If I could tell my underclassman self one thing, it would simply be that I belonged here, and that I was wanted and welcome in many spaces. I did a lot of telling myself that I was not, and I definitely think that that hindered me in many ways. There are some things I did not join until later, such as the newspaper staff, that I genuinely wished I had been a part of sooner. The friends I have made here are incredibile, and some of the best connections I have been able to make on this campus.
I am of course happy for the clubs that I have been able to be a part of since my early years at Allegheny. I have been on the board for Dumbledore’s Army since my sophomore year, and I truly do love those weirdos. I have been president of the Knitting Club since then as well, and I essentially built that club up from nothing. I am endlessly proud of the work that I put into that club to make it what it is today, and I am so thankful for the members who make it worth it.
My theatre experience has not been what I initially envisioned, but it would not have been anything without my work study position in the costume shop. I truly would have dropped out had I not gotten that job and discovered that I did indeed love costuming, and that while I wish I could be performing, I could be perfectly happy working in theatre tech as well. The friends I have made through working in the Playshop are some of the funniest and brightest people I know, and it has been so fun to work with them and get to know them over the last four years.
The last club I would like to highlight my involvement with is Allegheny Christian Outreach. While I did not always see eye to eye with everyone, I am thankful for the safe space they have provided for me to be myself and feel loved for who I am. I have grown significantly in my faith, and I hold everyone in ACO close to my heart.
I have said all of that to say this: there is a definite trend here: the best parts of my college experience came from getting involved with campus organizations. As my time here went on, I got involved in more clubs, went to more events and found several places on campus I now call home. I stopped sitting in my room feeling sorry for myself, and I went out and made something of my college career. Anyone who talks to me knows that I have not had the most stellar experience with academics and professors on campus, but what I am most thankful for is the organizations that made it worth staying at this school.
This piece is for the first year and sophomore students who desperately wish to be involved. The best advice I can give you is do not wait. Stop sitting in your room and moping about how you wish you could be in clubs. Go out and join something, anything. One thing will lead to another, and another and another until suddenly you find yourself all but overcommitted. Despite how heavy the workload may feel, you will certainly find yourself surrounded by friends and peers who love you for who you are. I think that is ultimately all any of us could want.

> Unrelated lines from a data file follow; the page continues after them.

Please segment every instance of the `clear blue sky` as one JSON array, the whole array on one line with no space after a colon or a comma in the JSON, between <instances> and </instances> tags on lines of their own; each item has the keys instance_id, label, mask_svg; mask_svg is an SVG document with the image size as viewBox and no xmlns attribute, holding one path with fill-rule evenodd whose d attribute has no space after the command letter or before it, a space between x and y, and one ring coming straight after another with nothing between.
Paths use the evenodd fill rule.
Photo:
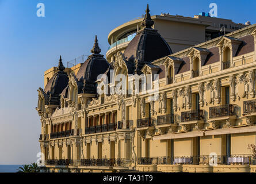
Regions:
<instances>
[{"instance_id":1,"label":"clear blue sky","mask_svg":"<svg viewBox=\"0 0 256 184\"><path fill-rule=\"evenodd\" d=\"M45 17L36 16L38 3ZM36 162L41 123L35 107L44 71L90 54L95 34L102 53L113 28L144 13L193 17L218 6L218 17L256 22L255 1L0 0L0 164Z\"/></svg>"}]
</instances>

Thank you, readers, for your support of student journalism. Writing for The Campus has been a highlight of my college experience, and it is in no small part to the readers who stop me in the halls to ask me if I truly think Batman is a furry, or that “Hawkeye” was a good and valid Marvel show. (He is, and it was.) As I said when being unmasked as Overheard @ Allegheny, all I really want to say to the people here in my life is thank you, for everything.